In a press conference in Budapest, Hungary, with Hungarian Foreign and Trade Minister Péter Szijjártó, Safadi said, “Jordan has reached its capacity limit in bearing the brunt of the refugee influx. We’ve done everything possible to meet the refugees’ needs for a dignified life. They are victims of conflicts, and they shouldn’t be victims of negligence or deprived of a life they rightfully deserve.”
The Jordanian Foreign Minister further argued that “Investing in refugees equates to investing in our collective security. If we imbue the refugees with hope, provide them education, and empathize with their struggles, they’ll contribute to the societies they inhabit. They’ll even rebuild their homeland upon returning.
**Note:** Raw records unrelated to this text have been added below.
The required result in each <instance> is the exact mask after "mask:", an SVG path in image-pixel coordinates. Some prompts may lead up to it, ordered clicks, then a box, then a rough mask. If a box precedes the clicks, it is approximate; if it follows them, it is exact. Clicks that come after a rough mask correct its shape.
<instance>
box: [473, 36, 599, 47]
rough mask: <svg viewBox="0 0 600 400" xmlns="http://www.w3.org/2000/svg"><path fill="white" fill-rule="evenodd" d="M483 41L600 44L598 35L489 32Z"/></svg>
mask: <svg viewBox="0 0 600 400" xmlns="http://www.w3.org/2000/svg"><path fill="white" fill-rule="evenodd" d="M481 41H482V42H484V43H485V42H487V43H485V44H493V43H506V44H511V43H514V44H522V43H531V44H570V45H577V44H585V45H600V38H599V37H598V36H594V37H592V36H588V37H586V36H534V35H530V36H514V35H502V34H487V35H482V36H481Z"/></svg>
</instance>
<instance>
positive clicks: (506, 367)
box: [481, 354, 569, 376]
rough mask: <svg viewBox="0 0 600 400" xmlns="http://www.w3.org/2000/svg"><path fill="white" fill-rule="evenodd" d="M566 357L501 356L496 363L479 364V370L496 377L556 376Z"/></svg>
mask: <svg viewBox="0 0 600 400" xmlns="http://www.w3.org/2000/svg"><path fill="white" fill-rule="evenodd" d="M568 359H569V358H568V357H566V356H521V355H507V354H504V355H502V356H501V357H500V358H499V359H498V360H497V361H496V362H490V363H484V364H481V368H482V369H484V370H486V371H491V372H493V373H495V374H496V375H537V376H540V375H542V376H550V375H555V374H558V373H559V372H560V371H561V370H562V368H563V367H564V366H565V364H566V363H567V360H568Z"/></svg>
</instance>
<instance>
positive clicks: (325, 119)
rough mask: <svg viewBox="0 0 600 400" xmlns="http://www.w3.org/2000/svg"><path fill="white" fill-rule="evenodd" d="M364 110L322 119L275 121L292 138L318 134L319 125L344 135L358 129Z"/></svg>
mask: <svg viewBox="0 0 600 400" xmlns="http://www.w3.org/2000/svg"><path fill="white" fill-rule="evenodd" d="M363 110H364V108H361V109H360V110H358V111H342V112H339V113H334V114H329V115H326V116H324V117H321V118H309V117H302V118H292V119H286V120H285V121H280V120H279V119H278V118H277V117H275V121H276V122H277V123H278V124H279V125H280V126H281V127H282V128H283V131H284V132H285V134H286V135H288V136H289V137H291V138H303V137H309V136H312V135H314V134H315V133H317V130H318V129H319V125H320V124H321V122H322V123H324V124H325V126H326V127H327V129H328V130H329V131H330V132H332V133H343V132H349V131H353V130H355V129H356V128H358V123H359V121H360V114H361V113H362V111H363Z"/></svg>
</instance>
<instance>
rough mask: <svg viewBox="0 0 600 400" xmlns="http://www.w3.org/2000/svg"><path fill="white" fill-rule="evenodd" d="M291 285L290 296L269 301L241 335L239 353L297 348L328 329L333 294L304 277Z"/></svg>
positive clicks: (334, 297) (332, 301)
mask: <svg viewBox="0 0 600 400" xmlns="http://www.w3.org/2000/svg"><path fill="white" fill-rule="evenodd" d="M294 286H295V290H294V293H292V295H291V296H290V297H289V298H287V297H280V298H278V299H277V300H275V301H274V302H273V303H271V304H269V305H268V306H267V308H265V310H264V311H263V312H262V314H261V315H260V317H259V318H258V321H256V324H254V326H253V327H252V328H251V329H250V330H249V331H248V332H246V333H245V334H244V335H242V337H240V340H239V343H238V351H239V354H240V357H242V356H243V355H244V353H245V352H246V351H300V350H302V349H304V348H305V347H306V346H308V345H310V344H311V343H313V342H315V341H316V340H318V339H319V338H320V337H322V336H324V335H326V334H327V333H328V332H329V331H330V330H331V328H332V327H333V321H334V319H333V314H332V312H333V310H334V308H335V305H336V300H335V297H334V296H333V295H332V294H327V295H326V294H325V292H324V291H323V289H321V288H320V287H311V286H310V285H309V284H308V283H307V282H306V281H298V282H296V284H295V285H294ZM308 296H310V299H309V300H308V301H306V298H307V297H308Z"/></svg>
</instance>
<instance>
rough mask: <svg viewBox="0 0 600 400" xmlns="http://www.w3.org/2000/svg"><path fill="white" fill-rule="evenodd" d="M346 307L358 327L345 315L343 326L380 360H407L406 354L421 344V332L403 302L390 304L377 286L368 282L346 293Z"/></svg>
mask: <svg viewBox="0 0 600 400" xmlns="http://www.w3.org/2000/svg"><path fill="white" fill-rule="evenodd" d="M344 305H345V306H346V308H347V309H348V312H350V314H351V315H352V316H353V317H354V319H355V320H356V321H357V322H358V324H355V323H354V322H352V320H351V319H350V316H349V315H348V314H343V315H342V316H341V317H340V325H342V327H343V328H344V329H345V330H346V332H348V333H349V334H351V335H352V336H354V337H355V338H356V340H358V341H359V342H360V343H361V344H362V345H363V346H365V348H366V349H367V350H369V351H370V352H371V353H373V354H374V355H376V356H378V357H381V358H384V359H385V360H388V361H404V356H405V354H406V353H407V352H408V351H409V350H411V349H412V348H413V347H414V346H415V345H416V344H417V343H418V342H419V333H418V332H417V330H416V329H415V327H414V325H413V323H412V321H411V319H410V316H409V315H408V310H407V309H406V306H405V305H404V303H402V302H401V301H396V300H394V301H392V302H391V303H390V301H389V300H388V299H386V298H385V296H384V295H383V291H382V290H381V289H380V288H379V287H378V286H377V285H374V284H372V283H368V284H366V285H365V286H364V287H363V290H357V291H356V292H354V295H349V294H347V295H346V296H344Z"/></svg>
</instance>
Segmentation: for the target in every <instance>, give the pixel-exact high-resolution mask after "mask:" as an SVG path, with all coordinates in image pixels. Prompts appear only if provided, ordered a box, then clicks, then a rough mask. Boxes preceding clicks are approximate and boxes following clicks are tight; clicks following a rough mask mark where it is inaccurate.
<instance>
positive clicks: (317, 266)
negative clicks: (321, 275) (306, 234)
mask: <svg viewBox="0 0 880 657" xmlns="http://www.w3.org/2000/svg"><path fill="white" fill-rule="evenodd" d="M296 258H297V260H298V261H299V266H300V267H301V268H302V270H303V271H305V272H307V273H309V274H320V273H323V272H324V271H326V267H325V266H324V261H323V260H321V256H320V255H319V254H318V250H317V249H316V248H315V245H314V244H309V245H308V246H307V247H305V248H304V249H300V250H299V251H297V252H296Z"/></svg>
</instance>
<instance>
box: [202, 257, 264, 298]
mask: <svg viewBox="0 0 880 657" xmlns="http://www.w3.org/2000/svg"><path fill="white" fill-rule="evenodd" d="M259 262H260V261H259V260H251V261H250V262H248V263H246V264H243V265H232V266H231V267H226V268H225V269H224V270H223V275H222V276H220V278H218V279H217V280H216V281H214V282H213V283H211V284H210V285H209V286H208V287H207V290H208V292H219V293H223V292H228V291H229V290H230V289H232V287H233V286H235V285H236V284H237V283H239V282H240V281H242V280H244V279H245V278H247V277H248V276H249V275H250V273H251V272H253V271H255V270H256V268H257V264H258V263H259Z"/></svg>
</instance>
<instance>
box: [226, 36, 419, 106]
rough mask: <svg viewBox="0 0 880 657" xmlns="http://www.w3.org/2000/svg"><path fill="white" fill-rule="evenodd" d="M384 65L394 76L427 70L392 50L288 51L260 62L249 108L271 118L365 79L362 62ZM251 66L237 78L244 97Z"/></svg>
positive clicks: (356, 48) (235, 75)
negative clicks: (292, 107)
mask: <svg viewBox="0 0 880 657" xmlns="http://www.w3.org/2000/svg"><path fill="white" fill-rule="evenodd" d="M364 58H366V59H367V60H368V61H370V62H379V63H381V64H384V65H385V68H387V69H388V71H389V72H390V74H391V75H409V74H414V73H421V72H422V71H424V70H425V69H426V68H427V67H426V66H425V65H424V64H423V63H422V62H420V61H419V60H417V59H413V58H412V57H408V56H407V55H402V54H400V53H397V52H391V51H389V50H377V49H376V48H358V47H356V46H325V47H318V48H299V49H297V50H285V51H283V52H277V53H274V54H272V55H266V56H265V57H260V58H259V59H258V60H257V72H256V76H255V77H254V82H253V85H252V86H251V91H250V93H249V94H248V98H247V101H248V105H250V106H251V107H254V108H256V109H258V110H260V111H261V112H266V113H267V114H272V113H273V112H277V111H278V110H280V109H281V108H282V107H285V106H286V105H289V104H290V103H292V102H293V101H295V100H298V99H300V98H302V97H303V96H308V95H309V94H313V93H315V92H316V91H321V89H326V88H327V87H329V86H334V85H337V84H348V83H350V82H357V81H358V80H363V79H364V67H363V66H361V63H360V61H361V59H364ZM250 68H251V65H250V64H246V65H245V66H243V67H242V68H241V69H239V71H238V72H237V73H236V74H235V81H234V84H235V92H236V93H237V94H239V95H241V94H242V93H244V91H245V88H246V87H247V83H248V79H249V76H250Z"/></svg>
However, if we abandon them, forcing them into despair, ignorance, and deprivation, we’ll face a substantial challenge in the future.”
He noted, “The World Food Program plans to reduce its services to around 10,000 Syrian refugees in Jordan, and the UN High Commissioner for Refugees has started cutting back its services due to a lack of comprehensive financial support.”
Safadi cautioned that if the two organizations cease providing services, it “will intensify refugee suffering, and host nations will be forced to bear a burden they can’t afford.”
He urged the international community to “take concrete steps in providing the necessary support to aid host countries in delivering a decent life for refugees.”
Safadi affirmed that “Jordan’s role has consistently aimed to resolve regional crises, striving for security, stability, and peace, positively impacting the entire region.”
He added, “Despite many challenges, we must persist in our efforts to halt regional crises, alleviate the victims’ suffering, and mitigate the dangers posed to our shared security.”